Keith Poniewaz, director of international advisory services at Walkner Condon, points out that non-US domiciled funds are tax toxic in the US because they are considered passive foreign investment companies (PFICs) for US purposes.
A PFIC is a foreign based corporation which has two characteristics. Either at least 75 per cent of the corporation’s gross income is “passive”. Or at least 50 per cent of the company’s assets are investments that generate income through earned interest, dividends or capital gains.
Sigita Dromantaite, director at US and UK Eagle Taxation, says: “The IRS is having a field day with investments falling under PFIC regime by imposing high tax on those investments.”
She adds: “I have seen people losing lots of money and I mean really thousands and thousands of dollars when the poor souls find out that all investments they have in their investment portfolios are PFICs.”
Tax-friendly investments
If PFICs cause more pain than gain to US expats, which US equity funds can be useful for those living in the UK?

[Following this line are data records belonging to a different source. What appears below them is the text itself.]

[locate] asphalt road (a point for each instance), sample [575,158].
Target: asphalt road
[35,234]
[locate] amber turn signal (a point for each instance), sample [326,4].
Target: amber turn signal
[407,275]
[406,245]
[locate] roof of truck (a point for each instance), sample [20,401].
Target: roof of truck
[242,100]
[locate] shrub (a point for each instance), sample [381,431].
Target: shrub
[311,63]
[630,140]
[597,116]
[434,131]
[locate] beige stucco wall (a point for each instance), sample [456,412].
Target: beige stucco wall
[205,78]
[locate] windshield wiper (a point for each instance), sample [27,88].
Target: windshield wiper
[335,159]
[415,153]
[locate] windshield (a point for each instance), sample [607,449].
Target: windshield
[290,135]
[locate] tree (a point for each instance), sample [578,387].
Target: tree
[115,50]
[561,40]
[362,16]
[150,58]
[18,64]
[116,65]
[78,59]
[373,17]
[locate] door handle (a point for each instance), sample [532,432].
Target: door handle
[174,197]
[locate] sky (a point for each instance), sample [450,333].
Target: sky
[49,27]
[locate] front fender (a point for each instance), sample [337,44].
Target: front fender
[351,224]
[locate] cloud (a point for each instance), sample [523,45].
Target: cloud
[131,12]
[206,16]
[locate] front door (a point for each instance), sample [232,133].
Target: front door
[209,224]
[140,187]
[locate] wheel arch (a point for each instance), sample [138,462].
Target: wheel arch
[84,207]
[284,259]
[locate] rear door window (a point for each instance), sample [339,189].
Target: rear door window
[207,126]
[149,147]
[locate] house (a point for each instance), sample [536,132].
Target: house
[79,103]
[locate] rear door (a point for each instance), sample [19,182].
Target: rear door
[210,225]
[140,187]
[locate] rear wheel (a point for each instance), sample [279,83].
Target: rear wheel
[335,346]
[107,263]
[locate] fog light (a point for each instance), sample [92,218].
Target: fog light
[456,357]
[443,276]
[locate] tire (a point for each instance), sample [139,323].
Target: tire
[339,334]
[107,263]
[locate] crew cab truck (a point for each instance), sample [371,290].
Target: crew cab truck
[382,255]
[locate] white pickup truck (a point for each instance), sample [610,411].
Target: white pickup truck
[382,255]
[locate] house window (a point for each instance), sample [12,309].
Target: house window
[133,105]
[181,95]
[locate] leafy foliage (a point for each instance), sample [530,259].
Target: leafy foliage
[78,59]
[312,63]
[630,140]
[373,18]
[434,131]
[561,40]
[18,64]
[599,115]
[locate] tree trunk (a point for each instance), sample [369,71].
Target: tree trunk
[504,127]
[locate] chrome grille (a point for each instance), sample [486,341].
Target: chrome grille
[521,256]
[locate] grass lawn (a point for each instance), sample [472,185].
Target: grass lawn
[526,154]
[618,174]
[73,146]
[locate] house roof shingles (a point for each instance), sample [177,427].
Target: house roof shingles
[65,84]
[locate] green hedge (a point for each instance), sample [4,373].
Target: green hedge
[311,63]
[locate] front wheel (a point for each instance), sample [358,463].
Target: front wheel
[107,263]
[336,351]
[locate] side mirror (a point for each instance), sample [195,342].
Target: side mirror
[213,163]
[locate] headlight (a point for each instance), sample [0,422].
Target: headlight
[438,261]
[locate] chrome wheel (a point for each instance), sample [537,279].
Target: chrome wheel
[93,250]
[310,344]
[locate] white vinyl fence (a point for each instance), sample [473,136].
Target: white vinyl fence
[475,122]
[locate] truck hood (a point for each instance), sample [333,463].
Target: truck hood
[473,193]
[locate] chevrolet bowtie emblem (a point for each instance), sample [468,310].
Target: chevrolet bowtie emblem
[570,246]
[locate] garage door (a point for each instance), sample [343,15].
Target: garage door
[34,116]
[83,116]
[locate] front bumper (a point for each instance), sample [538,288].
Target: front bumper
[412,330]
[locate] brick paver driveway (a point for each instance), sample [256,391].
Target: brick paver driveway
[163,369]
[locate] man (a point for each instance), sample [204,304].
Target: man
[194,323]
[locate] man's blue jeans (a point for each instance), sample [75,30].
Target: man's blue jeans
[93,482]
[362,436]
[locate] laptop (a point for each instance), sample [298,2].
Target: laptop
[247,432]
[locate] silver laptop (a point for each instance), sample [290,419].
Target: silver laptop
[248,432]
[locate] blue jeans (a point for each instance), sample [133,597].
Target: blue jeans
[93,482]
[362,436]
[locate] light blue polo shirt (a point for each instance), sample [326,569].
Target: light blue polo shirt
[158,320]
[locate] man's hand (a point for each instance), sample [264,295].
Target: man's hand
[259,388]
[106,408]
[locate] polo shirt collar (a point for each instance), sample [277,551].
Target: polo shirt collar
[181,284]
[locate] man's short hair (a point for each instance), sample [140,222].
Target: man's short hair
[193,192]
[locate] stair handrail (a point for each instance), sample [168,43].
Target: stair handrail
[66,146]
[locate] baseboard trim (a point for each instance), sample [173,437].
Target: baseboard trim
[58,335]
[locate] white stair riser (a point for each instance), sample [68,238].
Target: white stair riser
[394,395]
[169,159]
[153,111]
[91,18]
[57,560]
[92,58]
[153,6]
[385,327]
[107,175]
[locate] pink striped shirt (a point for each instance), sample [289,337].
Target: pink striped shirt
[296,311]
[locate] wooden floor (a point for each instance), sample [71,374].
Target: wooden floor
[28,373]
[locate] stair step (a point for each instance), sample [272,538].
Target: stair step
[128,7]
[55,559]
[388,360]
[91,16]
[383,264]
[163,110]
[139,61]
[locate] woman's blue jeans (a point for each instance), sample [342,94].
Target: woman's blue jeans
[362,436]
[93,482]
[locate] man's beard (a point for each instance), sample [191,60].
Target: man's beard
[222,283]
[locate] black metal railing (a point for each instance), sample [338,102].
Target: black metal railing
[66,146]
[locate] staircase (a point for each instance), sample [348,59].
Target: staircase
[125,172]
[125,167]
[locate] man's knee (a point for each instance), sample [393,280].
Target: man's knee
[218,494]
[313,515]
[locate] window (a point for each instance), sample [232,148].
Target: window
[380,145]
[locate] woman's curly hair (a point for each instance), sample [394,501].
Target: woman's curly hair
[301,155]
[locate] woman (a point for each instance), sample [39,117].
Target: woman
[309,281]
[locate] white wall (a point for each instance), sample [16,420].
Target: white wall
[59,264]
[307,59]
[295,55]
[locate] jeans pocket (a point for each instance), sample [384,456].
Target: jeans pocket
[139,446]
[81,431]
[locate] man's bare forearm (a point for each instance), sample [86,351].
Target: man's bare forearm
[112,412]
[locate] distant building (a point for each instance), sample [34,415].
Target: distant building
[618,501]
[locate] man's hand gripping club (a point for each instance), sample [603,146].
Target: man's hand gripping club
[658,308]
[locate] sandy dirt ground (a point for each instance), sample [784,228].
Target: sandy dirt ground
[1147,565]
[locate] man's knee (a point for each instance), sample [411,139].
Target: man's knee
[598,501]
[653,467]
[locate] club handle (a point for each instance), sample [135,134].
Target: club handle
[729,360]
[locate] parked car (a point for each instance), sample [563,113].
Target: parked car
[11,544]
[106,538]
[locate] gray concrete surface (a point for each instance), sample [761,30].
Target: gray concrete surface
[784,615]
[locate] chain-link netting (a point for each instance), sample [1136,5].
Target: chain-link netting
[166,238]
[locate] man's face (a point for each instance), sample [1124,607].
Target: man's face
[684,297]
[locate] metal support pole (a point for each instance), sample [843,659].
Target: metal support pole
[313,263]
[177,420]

Mr Kapadia thinks investors should consider being very selective with their investments and there are currently a small number of US mutual funds and ETFs which are eligible to be taxed in the same way as other UK funds.
This includes investing in individual stocks and bonds and also having the possibility to buy individual stocks that qualify for advantageous tax treatments.
Ms Dromantaite says: "While it may look as not that profitable, investing directly in shares globally is OK [as the] PFIC regime does not apply.”
She explains that investing directly in corporate bonds and registered funds could also be options as none of them fall under the PFIC regime.